Grave Yard, Mill And Churchquarter, Co. Waterford
Co. Waterford |
Burial Grounds
On a gently rising, south-facing slope in County Waterford, a rectangular graveyard marks the site of an early ecclesiastical settlement, its boundaries still legible in the landscape as earthen banks, stone-clad along the roadside to the south. The enclosure measures roughly 65 metres east to west and between 40 and 50 metres north to south, a scale that speaks to a community of some significance, even if the place now sits quietly outside the main currents of Irish heritage tourism.
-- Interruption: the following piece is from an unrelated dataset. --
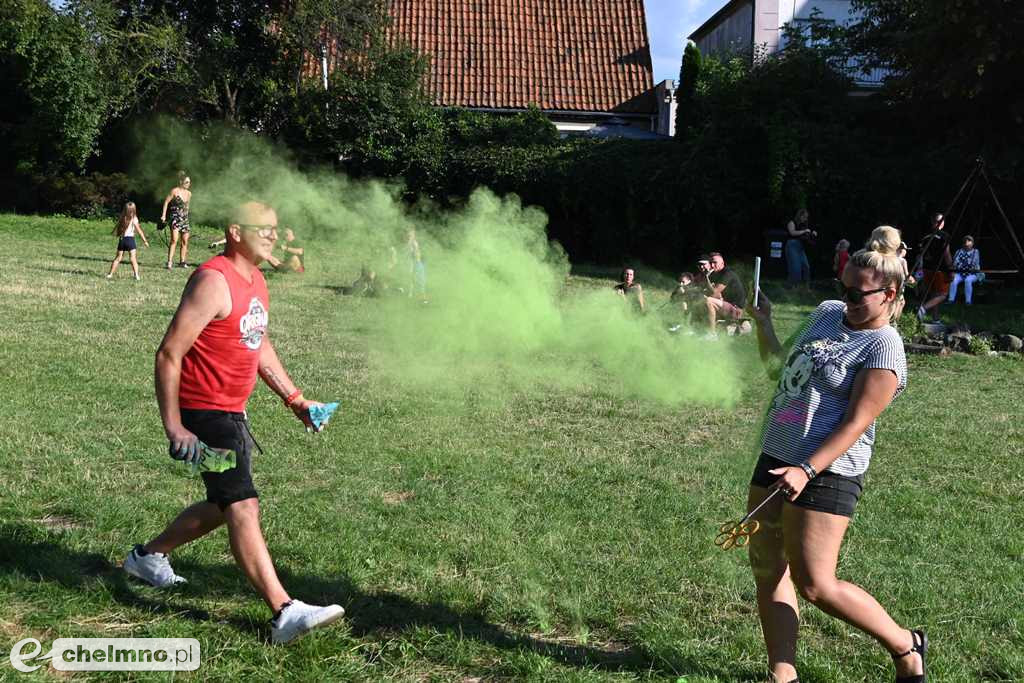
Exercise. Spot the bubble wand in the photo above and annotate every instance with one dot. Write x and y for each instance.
(757, 279)
(736, 535)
This is the site of the parish church of Lisgennan, also recorded under the placename Grange, a name that across Ireland typically signals land once held by a monastic community, often used to provision a larger religious house nearby. The earthen enclosure itself is a form associated with early medieval Irish Christianity, where the curved or rectilinear boundary of a churchyard, known as a cashel when built in stone or simply as an enclosing bank when earthen, often predates the Norman reorganisation of the Irish church in the twelfth century. Archaeological testing carried out in the vicinity under licence 07E0408 found no related material, leaving the deeper history of the site largely unresolved by excavation. The absence of finds does not diminish the site's interest so much as underline how much of early medieval Ireland remains legible only in earthwork and placename rather than in artefact.